– A mí me debes que estéis ahora juntos. Yo lo arranqué de su casa y lo llevé a rastras a la fiesta. Le dije que habría chicas guapas. Ya ves, tenía razón.
Chris parecía confuso, incluso, si eso era posible en él, intimidado.
– Bueno…
Yo sonreí, divertida.
– ¿Y tú, cómo fuiste a parar allí?
– Pablo me invitó. Fue mi alumno durante un semestre en la Guildhall School of Music and Drama. Ahora a ver si me ayudas a convencer a Chris para que vuelva al teatro. Tengo grandes planes para él.
Stephen conocía a Christopher desde muchos años antes, y poseía las llaves de escenas secretas y de reacciones que a veces yo no comprendía. Por él supe del enfrenta miento con su padre, que no comprendía por qué un hijo suyo debía ser, de todas las profesiones de este mundo, actor; de la indiferencia callada de Lilian, su madre, y de la abierta censura de su hermano. Christopher jamás hablaría de ello, y ocultaba con celo otros detalles. Su amigo me habló de cómo Christopher se había preparado para las pruebas, de los nervios previos a obtener el papel de Balder, las sesiones fotográficas en las que aparecía con la flecha en la mano y aire soñador. Y del engranaje de otras obras en las que había sido Lancelot, o el dulce príncipe de “ La Tempestad ”, o Fingal, el extranjero de “En Cyomaendrod”. Se adaptaba bien a los papeles de galán amable, a los de héroe sin taras, reflexivo y con un punto místico, pronto a sacrificarse, doliente y encantador.
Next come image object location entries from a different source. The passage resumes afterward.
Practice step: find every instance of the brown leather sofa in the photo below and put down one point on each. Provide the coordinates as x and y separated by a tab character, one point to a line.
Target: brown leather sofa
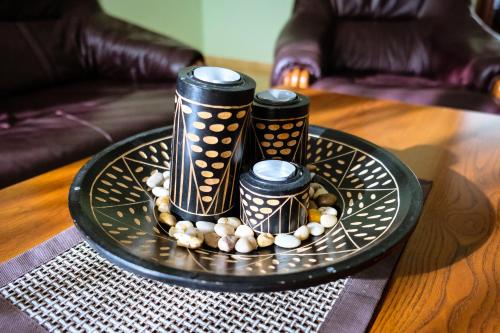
419	51
74	80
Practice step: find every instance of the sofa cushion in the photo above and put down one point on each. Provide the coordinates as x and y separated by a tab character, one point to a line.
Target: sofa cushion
410	90
59	125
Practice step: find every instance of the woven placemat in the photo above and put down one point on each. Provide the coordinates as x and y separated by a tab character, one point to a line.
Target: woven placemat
63	285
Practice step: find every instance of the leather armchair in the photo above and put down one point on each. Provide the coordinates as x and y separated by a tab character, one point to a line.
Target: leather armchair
74	80
428	51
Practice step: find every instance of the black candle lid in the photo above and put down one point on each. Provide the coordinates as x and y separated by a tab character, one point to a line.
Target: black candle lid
279	104
215	86
275	177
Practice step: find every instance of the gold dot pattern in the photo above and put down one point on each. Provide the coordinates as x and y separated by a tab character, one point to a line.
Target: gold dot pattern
207	173
226	154
193	137
217	165
204	115
205	188
233	127
196	149
224	115
199	125
212	153
211	140
216	127
133	239
283	135
201	163
269	214
212	181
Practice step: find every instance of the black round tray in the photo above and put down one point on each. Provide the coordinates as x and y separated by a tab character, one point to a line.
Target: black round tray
380	200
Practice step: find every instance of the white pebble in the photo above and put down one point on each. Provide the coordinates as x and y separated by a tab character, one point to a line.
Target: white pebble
286	241
184	225
302	233
319	192
245	245
315	186
223	230
243	231
156	179
328	220
328	210
167	218
316	229
212	239
265	239
166	184
191	240
164	208
205	227
232	221
160	192
164	200
176	232
227	243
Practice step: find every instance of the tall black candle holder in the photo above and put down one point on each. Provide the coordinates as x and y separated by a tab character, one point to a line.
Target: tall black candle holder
213	106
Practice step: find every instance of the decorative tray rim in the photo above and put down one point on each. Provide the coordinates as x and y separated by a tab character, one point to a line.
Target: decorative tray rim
234	283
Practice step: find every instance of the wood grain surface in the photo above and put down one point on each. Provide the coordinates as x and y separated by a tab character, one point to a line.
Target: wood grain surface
448	278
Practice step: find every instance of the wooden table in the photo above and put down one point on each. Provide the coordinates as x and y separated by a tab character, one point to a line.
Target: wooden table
448	278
Había sido muy guapo, y su atractivo no siempre le facilitó el camino; durante los años en los que no prosperaba, en los que su padre le conminaba a regresar a casa y hacer algo de provecho, posó anunciando colonias masculinas, denunciando la devastación que causaba el tabaco (él, fumador empedernido) y para las cubiertas de varias novelas románticas, con el torso desnudo y una muchacha medio desvanecida en los brazos. La gente se giraba para mirarle por la calle.
Continuaba siéndolo: había conservado la mirada directa de unos ojos de color indefinido, verdosos, grisáceos, pardos, y una sonrisa perfecta. Pero la línea de la mandíbula se había relajado, y de alguna manera los rasgos aparecían menos acentuados, más próximos en el rostro. Lo que había ganado en envergadura y en músculo lo había perdido en sutileza.
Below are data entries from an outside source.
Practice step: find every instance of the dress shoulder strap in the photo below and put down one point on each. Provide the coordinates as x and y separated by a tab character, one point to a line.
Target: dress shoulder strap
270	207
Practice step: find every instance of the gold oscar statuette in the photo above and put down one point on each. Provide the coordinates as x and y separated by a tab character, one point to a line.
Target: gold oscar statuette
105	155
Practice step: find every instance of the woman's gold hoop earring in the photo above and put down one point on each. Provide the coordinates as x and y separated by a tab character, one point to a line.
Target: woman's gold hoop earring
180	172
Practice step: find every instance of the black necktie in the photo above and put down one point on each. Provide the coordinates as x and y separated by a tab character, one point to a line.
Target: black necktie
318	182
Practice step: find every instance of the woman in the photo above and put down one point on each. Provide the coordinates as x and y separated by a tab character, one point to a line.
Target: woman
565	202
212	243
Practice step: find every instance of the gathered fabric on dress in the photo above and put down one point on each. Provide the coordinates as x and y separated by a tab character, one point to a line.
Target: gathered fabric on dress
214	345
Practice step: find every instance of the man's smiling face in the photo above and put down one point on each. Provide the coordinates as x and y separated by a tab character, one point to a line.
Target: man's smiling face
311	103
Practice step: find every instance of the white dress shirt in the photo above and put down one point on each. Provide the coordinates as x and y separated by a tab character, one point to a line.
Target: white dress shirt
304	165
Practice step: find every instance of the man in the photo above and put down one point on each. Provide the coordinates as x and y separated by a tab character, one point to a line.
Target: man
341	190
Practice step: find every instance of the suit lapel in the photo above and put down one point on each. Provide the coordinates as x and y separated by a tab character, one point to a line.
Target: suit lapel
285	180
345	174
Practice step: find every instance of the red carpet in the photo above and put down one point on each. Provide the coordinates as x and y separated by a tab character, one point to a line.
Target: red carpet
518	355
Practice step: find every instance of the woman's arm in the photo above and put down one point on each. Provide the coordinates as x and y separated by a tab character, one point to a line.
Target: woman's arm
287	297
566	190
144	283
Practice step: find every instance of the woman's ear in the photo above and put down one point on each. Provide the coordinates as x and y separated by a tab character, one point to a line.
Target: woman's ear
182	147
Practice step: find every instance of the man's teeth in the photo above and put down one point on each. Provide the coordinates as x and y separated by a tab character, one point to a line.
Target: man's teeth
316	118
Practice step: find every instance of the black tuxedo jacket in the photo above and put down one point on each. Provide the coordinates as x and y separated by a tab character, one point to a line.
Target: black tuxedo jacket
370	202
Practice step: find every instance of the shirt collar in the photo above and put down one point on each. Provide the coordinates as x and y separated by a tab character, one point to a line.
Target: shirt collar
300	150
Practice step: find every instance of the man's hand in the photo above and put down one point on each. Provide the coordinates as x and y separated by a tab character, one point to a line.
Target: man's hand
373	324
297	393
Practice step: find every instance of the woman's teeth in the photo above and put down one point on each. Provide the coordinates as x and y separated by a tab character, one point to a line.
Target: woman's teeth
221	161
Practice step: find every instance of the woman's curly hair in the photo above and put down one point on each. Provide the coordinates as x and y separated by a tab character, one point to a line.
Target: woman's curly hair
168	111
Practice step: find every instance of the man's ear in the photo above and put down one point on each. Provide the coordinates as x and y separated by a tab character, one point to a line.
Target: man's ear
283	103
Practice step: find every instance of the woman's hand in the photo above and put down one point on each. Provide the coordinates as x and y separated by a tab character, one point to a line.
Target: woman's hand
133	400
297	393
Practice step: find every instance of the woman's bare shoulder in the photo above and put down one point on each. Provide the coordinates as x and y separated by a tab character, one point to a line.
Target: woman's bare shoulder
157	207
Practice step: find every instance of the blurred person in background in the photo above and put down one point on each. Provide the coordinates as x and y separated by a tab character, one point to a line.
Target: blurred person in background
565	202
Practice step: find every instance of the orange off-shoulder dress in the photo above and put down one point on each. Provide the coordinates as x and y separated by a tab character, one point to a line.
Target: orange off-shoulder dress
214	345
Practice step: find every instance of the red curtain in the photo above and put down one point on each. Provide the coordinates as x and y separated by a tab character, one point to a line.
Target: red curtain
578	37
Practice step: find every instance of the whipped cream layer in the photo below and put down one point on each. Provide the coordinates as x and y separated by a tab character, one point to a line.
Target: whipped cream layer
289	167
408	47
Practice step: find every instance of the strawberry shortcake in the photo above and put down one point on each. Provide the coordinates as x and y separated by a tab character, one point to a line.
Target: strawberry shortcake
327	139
– Algún día hablaremos despacio -me prometía Stephen, como si extendiera ante mí sedas orientales y un mundo desconocido- Un café y un poco de tiempo.
Sonreía y se alejaba de mano de su mujer, una mujercita menuda que intentaba disimular su fortuna sin demasiado éxito: el traje delataba un corte impecable, las esmeraldas de los anillos procedían de su herencia familiar, su acento hablaba de internados y de ponis.
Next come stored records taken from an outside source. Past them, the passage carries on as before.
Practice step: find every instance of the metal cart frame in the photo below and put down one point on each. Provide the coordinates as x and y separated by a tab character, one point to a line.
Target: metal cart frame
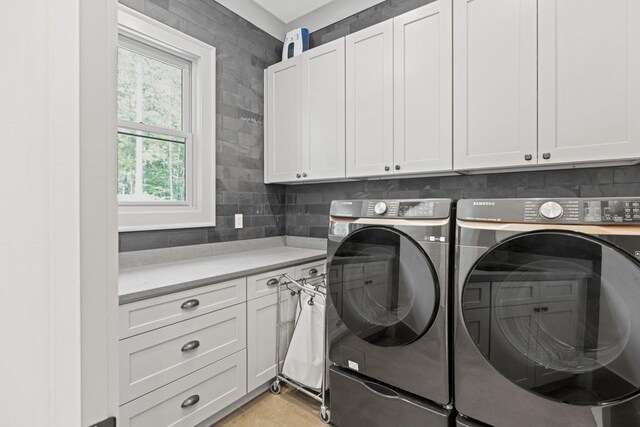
298	287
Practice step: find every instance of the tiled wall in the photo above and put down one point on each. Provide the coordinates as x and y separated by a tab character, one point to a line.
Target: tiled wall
243	52
308	205
368	17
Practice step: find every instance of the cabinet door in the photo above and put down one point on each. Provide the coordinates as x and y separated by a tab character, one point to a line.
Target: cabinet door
283	120
589	80
369	98
323	104
261	336
494	83
422	89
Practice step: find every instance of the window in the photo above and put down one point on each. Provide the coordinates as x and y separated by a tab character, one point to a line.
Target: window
166	129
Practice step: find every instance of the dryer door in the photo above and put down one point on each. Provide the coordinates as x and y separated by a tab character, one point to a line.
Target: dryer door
557	313
387	293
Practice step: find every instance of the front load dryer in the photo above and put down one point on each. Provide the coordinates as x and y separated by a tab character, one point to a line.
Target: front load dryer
547	312
387	312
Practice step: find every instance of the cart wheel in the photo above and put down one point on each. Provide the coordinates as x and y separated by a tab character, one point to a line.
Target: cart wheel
275	387
325	414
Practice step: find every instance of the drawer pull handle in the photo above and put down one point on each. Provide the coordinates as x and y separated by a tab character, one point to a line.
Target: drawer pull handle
191	345
190	401
190	304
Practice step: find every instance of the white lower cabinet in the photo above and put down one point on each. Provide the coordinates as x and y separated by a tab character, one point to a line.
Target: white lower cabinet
261	336
148	361
186	356
192	399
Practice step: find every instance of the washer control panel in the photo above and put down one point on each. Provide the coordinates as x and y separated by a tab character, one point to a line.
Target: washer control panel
404	209
612	211
615	210
551	210
536	210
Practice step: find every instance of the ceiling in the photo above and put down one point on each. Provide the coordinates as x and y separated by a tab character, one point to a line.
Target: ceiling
288	10
276	17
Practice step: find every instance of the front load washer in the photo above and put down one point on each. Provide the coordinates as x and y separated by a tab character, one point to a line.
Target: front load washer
388	269
547	312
Christopher no era amigo de conservar recuerdos: no encontré fotografías, ni carteles de sus películas mientras viví con él. No al menos a la vista, y no me atraía la idea de buscar en los armarios, rebuscar en los cajones y revisar los álbumes que con toda probabilidad habría marcado cuidadosamente la mano de Karen. Cuando visitábamos a alguno de sus amigos, que aún sentían sus carreras en precario, o cuando se reunían con Stephen para planear “El caballero de Olmedo”, yo observaba las paredes cubiertas de menciones, los programas del estreno, firmados por todos, y sonreía. El dueño descolgaba la fotografía con cariño.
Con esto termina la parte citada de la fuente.